Great Basin National Park has unveiled a new exhibit dedicated to one of its best-known artifacts.
The “Forgotten Winchester,” a 137-year-old rifle discovered leaning against a tree in the Nevada park in 2014, is now on permanent display at the main visitor center in Baker, 300 miles northwest of Las Vegas.
The weathered rifle is housed in a case designed to simulate the way it looked when park archaeologist Eva Jensen stumbled across it in the hills above Strawberry Creek.
News of its discovery made headlines around the world and sparked ongoing speculation about its past.
Almost five years later, though, park officials still don’t know who the rifle belonged to or why it was left there.
What they do know is that it was manufactured in February 1882 and shipped from Winchester’s factory in New Haven, Connecticut, in June 1882. No sales or ownership records have been found.

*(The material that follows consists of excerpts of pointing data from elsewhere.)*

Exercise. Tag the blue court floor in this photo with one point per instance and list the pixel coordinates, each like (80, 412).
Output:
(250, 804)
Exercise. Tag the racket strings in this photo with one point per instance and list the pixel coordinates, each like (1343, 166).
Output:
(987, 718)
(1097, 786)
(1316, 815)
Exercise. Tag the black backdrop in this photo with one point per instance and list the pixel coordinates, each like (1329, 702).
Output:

Based on its condition, experts believe the Winchester Model 1873 might have been abandoned in the forest more than a century ago.
Its recovery came in the nick of time. Two years after Jensen found the rifle, a lighting-sparked wildfire swept across the hillside, reducing the tree it was leaning on to a charred black stick.
“The exhibit is a showcase for visitors to discover the rifle’s mysterious story and become inspired to imagine, investigate, and care about a piece of their American history,” said Nichole Andler, the park’s chief of interpretation.
Included in the display is a .44-40 caliber bullet that was discovered inside the rifle’s stock, where cleaning rods normally were kept. The cartridge is thought to have been made between 108 and 130 years ago by Connecticut-based Union Metallic Cartridge Co., a long-gone manufacturer that merged with Remington in 1912.
The new exhibit also highlights the role the Model 1873 played in the history of the West.
The display was designed and funded by the National Park Service, the Great Basin National Park Foundation and the Fund for People in Parks, a San Francisco Bay Area-based nonprofit that sponsors improvements at some of the West’s smaller, less famous park sites.
“It has been a fun and inspiring project to work on with our park staff and our partners to complete this exhibit and give the Forgotten Winchester a permanent home,” Andler said.